Vorsichtig hebt Klaus Grünebach ein altes Wellblech ein paar Zentimeter empor. „Ausnahmsweise“, sagt er, um zu zeigen, wie wichtig das FFH-Gebiet bei den Gutterstätter Streuwiesen für Natur und Tierwelt ist – Spaziergänger sollten das auf keinen Fall machen. Da huschen zwei Eidechsen in Richtung Schatten, zwei Blindschleichen kräuseln sich zusammen, und drum herum ist viel Gekrabbel von kleinen Insekten zu sehen. „Wir haben viel zu wenig Ahnung von der Natur“, sagt Grünebach. Der frühere Volksschullehrer ist sich sicher: Nur wer die Natur kennt, versteht, wie schützenswert sie ist.
Die nächste von Klaus Grünebach geführte Naturwanderung findet statt am Dienstag, 18. Juni, zu den Hangquellen von Schlipfhausen bei Glonn. Weitere Infos und Führungstermine gibt es online unter www.ebersberg.bund-naturschutz.de/termine.

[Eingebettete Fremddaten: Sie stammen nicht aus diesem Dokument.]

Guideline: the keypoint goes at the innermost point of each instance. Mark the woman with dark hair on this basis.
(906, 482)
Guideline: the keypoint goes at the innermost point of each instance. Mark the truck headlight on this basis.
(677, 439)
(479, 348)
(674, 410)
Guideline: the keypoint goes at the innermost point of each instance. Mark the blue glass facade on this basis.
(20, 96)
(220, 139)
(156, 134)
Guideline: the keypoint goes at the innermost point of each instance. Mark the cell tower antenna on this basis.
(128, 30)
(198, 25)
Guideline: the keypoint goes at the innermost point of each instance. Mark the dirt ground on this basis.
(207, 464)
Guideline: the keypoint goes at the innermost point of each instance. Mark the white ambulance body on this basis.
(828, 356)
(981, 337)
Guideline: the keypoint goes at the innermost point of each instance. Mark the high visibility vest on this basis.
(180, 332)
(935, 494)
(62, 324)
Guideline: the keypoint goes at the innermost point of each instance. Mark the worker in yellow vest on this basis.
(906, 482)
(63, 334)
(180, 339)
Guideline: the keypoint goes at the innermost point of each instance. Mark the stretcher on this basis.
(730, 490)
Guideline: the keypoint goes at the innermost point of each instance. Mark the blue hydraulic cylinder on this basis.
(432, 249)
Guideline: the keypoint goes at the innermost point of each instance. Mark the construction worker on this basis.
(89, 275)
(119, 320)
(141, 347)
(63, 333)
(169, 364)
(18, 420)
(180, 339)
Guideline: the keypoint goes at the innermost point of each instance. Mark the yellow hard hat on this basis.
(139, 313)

Anmerkung der Redaktion: In einer früheren Version des Artikels wurde behauptet, dass Tuff aus verfestigtem vulkanischem Eruptivgestein besteht. Ein solches Tuffgestein gibt es zwar auch, jedoch handelt es sich bei dem Gestein auf den Gutterstätter Streuwiesen um Kalktuff, wie zuvor im Text bereits richtig erwähnt.